Archäologen haben im Sudan ein mehr als 3.200 Jahre altes, von Krebs-Metastasen befallenes männliches Skelett entdeckt. Es ist das älteste bislang gefundene Skelett, in dem sich Spuren der Krankheit finden, wie eine in der US-Fachzeitschrift Plos One veröffentlichte Studie angibt. Die österreichische Forscherin Michaela Binder hatte das Skelett vor einem Jahr in einem Grab am Nil entdeckt.

Wissenschaftler der Universität Durham haben das Skelett untersucht. Die Analyse zeige, dass die leichten Knochenverletzungen nur von Krebs verursacht worden sein könnten, sagte Michaela Binder. Der Fund könne helfen, die bislang nahezu unbekannte Geschichte der Krankheit zu verstehen.  

Heute sei Krebs eine der häufigsten Todesursachen, in archäologischen Funden sei sie jedoch äußerst selten nachzuweisen.
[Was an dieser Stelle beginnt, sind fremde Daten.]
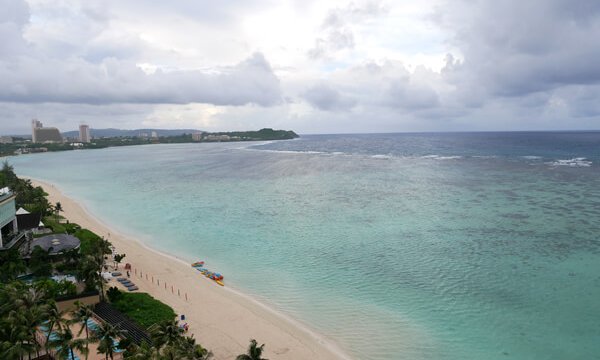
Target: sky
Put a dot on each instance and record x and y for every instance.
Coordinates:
(305, 65)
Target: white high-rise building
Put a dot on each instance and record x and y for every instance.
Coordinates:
(35, 124)
(84, 133)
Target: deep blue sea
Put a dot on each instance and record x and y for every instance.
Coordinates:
(395, 246)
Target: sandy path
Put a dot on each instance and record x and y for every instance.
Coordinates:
(220, 319)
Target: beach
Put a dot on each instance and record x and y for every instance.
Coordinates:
(219, 318)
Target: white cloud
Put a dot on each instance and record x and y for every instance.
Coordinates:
(336, 66)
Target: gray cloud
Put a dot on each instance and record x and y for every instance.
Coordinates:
(337, 27)
(324, 97)
(115, 81)
(513, 48)
(31, 74)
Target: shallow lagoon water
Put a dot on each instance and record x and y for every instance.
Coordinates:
(396, 246)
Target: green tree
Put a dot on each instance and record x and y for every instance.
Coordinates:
(165, 333)
(11, 265)
(81, 314)
(254, 352)
(58, 209)
(55, 320)
(144, 351)
(107, 334)
(21, 313)
(118, 258)
(189, 350)
(40, 263)
(63, 342)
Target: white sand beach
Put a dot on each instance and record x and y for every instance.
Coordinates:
(220, 319)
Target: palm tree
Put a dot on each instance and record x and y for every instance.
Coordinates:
(118, 258)
(22, 308)
(55, 320)
(189, 350)
(144, 351)
(166, 332)
(107, 334)
(58, 209)
(254, 352)
(81, 315)
(16, 345)
(18, 340)
(90, 272)
(63, 342)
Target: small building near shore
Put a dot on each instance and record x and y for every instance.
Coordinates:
(8, 218)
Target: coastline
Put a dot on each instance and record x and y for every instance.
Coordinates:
(221, 319)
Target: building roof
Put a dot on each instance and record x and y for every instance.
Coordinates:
(58, 243)
(28, 221)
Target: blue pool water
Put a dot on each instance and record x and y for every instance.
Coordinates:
(396, 246)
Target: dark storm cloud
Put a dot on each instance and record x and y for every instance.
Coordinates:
(324, 97)
(29, 75)
(114, 81)
(337, 27)
(513, 48)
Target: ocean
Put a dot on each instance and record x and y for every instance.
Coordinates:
(394, 246)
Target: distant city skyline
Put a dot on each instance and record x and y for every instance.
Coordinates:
(313, 67)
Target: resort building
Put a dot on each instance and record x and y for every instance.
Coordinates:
(40, 134)
(197, 136)
(35, 124)
(84, 133)
(8, 219)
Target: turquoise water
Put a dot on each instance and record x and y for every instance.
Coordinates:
(450, 252)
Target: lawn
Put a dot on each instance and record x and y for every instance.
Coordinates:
(143, 309)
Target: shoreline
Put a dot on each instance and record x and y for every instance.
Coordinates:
(222, 319)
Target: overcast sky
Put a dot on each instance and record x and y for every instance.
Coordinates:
(310, 66)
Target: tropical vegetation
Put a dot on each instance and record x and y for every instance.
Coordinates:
(33, 324)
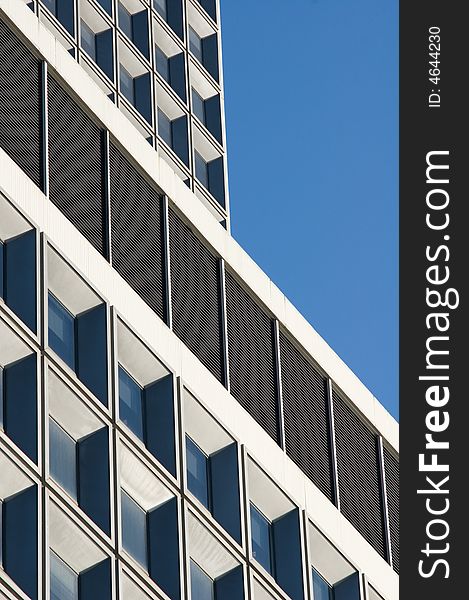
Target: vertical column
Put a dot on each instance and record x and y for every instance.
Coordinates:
(107, 198)
(167, 263)
(45, 129)
(224, 328)
(335, 475)
(384, 499)
(278, 376)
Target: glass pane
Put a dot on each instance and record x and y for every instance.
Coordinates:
(63, 580)
(201, 170)
(125, 20)
(198, 106)
(134, 529)
(201, 584)
(51, 5)
(127, 85)
(160, 7)
(62, 458)
(197, 475)
(1, 269)
(162, 63)
(321, 589)
(61, 331)
(164, 128)
(130, 403)
(88, 40)
(1, 406)
(195, 44)
(261, 539)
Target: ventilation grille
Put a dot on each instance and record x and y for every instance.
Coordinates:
(358, 472)
(137, 231)
(76, 166)
(391, 469)
(20, 105)
(195, 296)
(306, 416)
(251, 357)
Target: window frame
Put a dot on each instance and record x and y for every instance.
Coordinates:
(64, 310)
(144, 565)
(193, 565)
(253, 509)
(198, 449)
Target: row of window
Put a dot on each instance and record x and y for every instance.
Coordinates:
(137, 81)
(254, 349)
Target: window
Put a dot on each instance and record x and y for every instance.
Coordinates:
(134, 529)
(162, 64)
(1, 533)
(1, 399)
(198, 106)
(201, 169)
(61, 331)
(51, 5)
(161, 8)
(1, 269)
(197, 472)
(125, 20)
(62, 458)
(261, 538)
(201, 584)
(88, 40)
(130, 403)
(164, 128)
(63, 580)
(195, 44)
(127, 85)
(321, 589)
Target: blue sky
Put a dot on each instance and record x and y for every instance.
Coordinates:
(311, 95)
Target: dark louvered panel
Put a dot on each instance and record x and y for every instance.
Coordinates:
(20, 105)
(195, 295)
(76, 174)
(137, 231)
(391, 469)
(251, 357)
(306, 416)
(358, 472)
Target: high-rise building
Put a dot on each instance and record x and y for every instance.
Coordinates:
(170, 426)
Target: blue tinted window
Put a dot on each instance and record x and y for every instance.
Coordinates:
(164, 128)
(125, 20)
(88, 40)
(198, 106)
(130, 403)
(201, 584)
(1, 269)
(127, 85)
(2, 400)
(195, 44)
(62, 458)
(134, 529)
(201, 170)
(162, 63)
(321, 589)
(261, 538)
(61, 331)
(63, 580)
(197, 471)
(160, 7)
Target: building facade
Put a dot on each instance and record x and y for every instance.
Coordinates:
(170, 426)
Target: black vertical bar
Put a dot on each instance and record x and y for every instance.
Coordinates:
(433, 280)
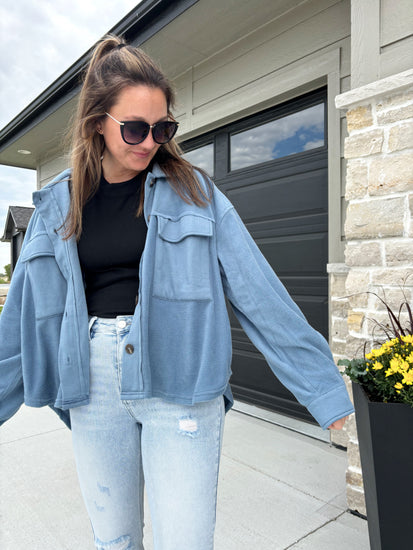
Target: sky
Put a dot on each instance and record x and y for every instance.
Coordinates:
(38, 42)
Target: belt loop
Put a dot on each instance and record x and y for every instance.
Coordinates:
(91, 323)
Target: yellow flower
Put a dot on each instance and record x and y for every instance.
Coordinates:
(408, 378)
(377, 365)
(394, 365)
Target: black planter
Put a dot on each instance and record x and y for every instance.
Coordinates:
(385, 433)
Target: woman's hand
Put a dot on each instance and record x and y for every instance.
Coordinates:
(338, 424)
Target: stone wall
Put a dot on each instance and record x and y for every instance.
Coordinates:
(378, 227)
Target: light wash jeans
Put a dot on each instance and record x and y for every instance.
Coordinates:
(119, 444)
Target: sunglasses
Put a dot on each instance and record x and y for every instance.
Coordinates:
(136, 131)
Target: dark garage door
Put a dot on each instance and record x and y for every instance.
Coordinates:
(273, 168)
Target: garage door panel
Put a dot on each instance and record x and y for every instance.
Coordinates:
(284, 205)
(249, 386)
(305, 254)
(309, 223)
(286, 197)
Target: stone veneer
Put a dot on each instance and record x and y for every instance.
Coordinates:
(378, 228)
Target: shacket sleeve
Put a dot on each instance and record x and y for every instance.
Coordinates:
(11, 375)
(298, 355)
(11, 379)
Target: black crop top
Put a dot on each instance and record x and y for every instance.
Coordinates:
(110, 248)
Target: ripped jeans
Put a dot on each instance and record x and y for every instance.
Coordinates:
(119, 444)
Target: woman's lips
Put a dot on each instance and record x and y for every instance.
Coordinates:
(141, 155)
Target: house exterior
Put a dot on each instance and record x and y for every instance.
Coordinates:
(17, 220)
(302, 111)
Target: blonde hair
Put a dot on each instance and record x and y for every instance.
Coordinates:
(113, 66)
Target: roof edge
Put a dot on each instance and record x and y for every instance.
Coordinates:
(138, 25)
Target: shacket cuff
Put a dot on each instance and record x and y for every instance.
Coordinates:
(336, 400)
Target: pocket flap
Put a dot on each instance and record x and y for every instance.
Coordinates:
(40, 245)
(176, 230)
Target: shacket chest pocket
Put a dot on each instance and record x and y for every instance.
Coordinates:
(182, 258)
(48, 286)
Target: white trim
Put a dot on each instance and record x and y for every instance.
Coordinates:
(271, 89)
(364, 94)
(337, 268)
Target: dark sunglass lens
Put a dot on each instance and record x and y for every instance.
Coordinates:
(135, 132)
(164, 131)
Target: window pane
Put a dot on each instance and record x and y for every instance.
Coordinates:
(203, 157)
(285, 136)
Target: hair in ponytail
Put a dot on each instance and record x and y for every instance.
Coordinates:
(113, 66)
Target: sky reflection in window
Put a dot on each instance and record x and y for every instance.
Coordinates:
(203, 157)
(301, 131)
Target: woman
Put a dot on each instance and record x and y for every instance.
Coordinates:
(116, 315)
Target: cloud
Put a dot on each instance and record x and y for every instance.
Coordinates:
(38, 42)
(291, 133)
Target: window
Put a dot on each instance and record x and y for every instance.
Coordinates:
(203, 157)
(291, 134)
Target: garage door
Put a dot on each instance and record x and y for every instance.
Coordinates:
(273, 168)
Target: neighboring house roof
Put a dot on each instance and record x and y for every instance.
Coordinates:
(18, 218)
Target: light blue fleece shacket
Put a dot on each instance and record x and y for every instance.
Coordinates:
(179, 345)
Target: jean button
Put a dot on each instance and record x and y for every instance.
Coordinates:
(129, 349)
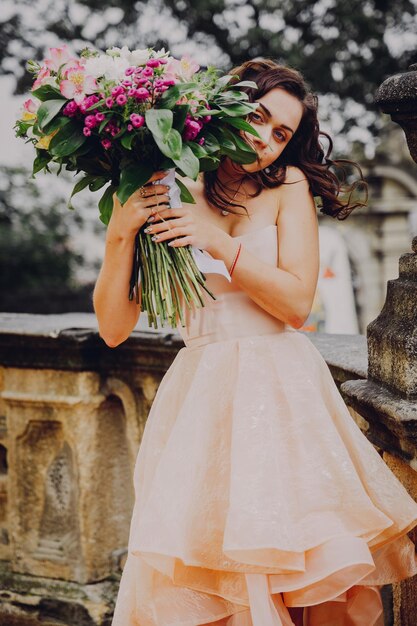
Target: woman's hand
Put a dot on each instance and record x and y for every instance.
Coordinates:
(126, 220)
(182, 227)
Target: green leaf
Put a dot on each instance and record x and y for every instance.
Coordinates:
(246, 83)
(47, 92)
(55, 124)
(188, 163)
(97, 183)
(197, 149)
(211, 143)
(159, 122)
(131, 178)
(169, 98)
(241, 125)
(237, 110)
(185, 192)
(171, 145)
(41, 161)
(79, 186)
(105, 204)
(180, 113)
(47, 111)
(67, 140)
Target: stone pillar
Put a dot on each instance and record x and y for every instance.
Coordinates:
(387, 400)
(72, 413)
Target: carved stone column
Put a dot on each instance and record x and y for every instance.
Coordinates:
(387, 400)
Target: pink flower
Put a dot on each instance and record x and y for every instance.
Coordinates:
(90, 121)
(77, 85)
(192, 128)
(142, 93)
(121, 99)
(153, 63)
(58, 57)
(137, 120)
(116, 91)
(42, 78)
(70, 109)
(30, 106)
(139, 80)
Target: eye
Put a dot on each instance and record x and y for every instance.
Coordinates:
(255, 117)
(280, 135)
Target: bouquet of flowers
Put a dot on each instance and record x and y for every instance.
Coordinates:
(122, 115)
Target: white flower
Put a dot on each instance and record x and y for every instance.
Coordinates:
(111, 67)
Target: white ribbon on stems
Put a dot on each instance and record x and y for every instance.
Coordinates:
(204, 261)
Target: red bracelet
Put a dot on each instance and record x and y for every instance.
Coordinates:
(235, 259)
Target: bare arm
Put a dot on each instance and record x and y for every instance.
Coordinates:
(116, 314)
(287, 291)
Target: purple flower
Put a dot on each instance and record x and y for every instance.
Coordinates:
(116, 91)
(153, 63)
(121, 99)
(142, 93)
(70, 109)
(137, 120)
(90, 121)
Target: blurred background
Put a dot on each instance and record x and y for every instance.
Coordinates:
(50, 256)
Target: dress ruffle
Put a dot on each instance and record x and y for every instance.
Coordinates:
(256, 491)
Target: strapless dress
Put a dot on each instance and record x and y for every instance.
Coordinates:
(255, 489)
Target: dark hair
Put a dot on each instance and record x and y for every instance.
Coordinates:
(303, 150)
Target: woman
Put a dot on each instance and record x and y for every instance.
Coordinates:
(259, 502)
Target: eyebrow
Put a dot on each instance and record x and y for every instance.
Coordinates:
(268, 113)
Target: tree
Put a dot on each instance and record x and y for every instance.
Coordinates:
(37, 260)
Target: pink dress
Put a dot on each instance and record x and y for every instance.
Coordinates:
(255, 489)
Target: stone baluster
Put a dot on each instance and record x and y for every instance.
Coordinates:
(387, 400)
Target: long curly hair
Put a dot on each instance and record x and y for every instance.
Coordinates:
(333, 182)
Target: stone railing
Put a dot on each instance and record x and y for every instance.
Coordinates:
(72, 415)
(72, 412)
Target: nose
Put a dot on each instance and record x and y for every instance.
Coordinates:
(264, 138)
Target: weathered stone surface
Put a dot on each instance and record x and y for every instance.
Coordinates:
(392, 337)
(398, 96)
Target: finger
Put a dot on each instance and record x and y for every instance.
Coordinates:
(168, 213)
(157, 201)
(157, 176)
(182, 241)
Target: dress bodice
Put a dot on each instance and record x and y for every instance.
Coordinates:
(233, 314)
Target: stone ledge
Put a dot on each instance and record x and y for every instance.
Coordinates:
(71, 342)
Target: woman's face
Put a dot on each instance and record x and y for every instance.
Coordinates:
(276, 119)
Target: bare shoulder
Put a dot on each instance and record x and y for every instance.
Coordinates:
(294, 174)
(295, 198)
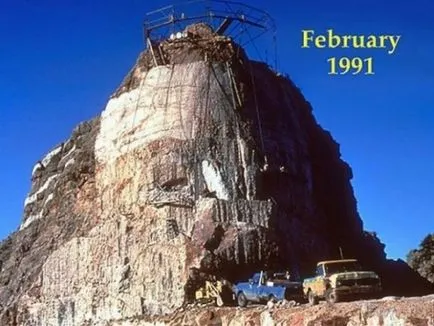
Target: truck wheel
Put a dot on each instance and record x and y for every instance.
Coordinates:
(242, 300)
(313, 299)
(331, 296)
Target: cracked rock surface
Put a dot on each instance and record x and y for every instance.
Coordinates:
(207, 163)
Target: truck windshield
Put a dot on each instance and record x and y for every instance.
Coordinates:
(342, 267)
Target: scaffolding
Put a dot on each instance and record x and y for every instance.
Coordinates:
(240, 22)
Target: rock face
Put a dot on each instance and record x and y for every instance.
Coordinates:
(203, 162)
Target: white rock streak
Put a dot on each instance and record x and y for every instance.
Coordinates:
(163, 106)
(46, 160)
(214, 180)
(30, 220)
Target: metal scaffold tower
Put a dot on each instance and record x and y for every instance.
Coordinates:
(242, 23)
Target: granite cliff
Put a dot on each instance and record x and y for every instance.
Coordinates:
(203, 162)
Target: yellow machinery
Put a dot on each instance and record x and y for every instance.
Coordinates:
(211, 291)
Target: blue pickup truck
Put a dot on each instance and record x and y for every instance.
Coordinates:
(262, 288)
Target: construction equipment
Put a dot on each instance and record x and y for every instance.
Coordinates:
(213, 291)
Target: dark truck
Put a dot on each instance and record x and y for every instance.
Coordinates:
(262, 288)
(336, 280)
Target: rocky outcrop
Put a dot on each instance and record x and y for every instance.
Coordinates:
(390, 311)
(202, 161)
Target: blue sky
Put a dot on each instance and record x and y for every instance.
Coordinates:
(60, 60)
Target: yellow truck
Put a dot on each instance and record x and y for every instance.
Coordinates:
(336, 280)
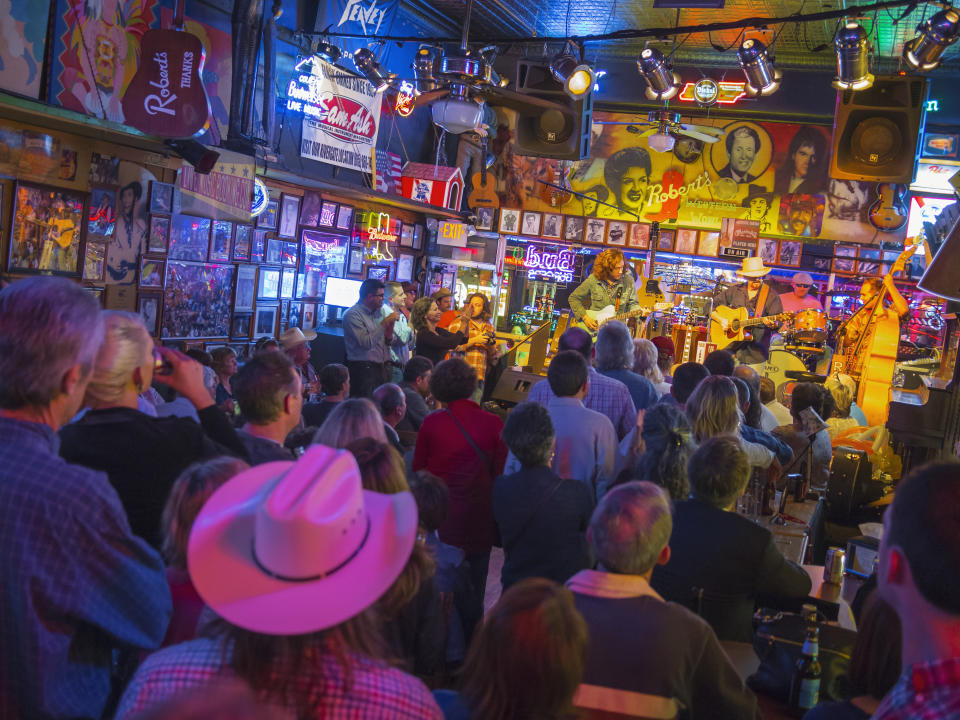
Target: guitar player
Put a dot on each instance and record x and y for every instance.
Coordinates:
(747, 295)
(608, 284)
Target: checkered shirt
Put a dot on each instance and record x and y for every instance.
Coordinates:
(925, 691)
(75, 583)
(606, 395)
(376, 692)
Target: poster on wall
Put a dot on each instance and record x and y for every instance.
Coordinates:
(341, 114)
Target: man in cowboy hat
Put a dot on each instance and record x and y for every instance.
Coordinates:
(748, 295)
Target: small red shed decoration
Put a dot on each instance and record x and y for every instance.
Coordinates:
(432, 184)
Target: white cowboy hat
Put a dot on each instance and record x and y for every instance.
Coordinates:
(753, 267)
(288, 548)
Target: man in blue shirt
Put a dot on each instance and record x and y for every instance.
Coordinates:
(78, 586)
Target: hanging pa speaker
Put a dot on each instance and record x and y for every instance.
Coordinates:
(876, 131)
(551, 133)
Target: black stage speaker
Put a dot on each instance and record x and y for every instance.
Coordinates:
(876, 131)
(551, 133)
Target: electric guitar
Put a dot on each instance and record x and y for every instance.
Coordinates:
(739, 319)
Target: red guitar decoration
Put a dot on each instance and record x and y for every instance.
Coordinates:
(166, 97)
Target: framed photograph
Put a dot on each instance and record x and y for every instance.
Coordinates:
(484, 219)
(268, 283)
(686, 242)
(328, 214)
(344, 218)
(151, 272)
(509, 221)
(274, 251)
(594, 231)
(161, 197)
(159, 234)
(221, 241)
(45, 234)
(197, 300)
(258, 246)
(639, 237)
(287, 281)
(102, 215)
(189, 238)
(148, 307)
(246, 288)
(265, 321)
(94, 261)
(268, 218)
(617, 233)
(405, 267)
(531, 223)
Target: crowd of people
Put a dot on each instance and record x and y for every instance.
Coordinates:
(317, 543)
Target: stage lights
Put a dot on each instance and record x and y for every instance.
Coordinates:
(853, 58)
(577, 77)
(662, 82)
(762, 77)
(936, 35)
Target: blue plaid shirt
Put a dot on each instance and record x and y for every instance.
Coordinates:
(75, 583)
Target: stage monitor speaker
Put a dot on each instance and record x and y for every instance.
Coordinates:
(876, 131)
(551, 133)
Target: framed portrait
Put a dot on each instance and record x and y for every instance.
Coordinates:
(328, 214)
(345, 217)
(594, 231)
(246, 288)
(484, 218)
(47, 226)
(268, 218)
(268, 283)
(161, 197)
(159, 234)
(639, 237)
(197, 300)
(289, 213)
(189, 238)
(241, 242)
(405, 266)
(221, 241)
(531, 223)
(151, 272)
(94, 261)
(265, 321)
(509, 221)
(686, 242)
(102, 214)
(148, 307)
(617, 233)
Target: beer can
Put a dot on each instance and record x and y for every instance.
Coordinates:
(833, 568)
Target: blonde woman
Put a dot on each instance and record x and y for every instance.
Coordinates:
(143, 455)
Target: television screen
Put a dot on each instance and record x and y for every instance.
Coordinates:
(341, 292)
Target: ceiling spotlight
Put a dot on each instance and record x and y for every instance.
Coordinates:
(368, 66)
(936, 35)
(762, 77)
(662, 82)
(577, 77)
(853, 58)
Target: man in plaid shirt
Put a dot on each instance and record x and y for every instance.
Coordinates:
(919, 575)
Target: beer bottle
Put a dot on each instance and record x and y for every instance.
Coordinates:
(805, 688)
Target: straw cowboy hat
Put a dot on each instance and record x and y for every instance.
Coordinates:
(753, 267)
(288, 548)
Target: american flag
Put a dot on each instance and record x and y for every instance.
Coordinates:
(388, 172)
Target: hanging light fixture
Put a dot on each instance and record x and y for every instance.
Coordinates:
(853, 58)
(368, 66)
(936, 35)
(577, 77)
(662, 82)
(762, 77)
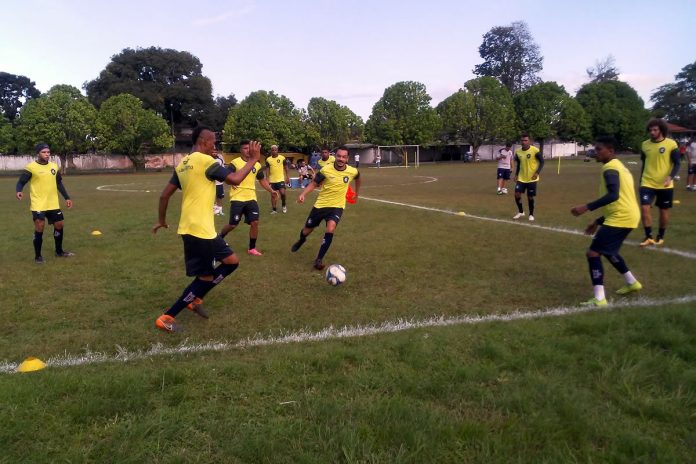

Deswegen sei die Wissenschaft bislang davon ausgegangen, dass Krebs in erster Linie auf die zeitgenössische Lebensweise und die höhere Lebenserwartung zurückzuführen sei, schreiben die Wissenschaftler der Universität Durham und des British Museum. Die Weltgesundheitsorganisation hatte in ihrem Weltkrebsbericht 2014 weltweit steigende Zahlen von Krebserkrankungen veröffentlicht. 

Das Skelett stammt von einem Mann, der im Alter von 25 bis 35 Jahren gestorben war. Seine Knochen waren von Wucherungen der Krankheit übersät. Spuren von Metastasen fanden die Wissenschaftler auf den Schlüsselbeinen, den Schulterblättern, den Halswirbeln, Armen, Rippen, auf den Hüft- und Beckenknochen.

Gefunden wurde das Skelett in Amara, 750 Kilometer südlich der sudanesischen Hauptstadt Khartum.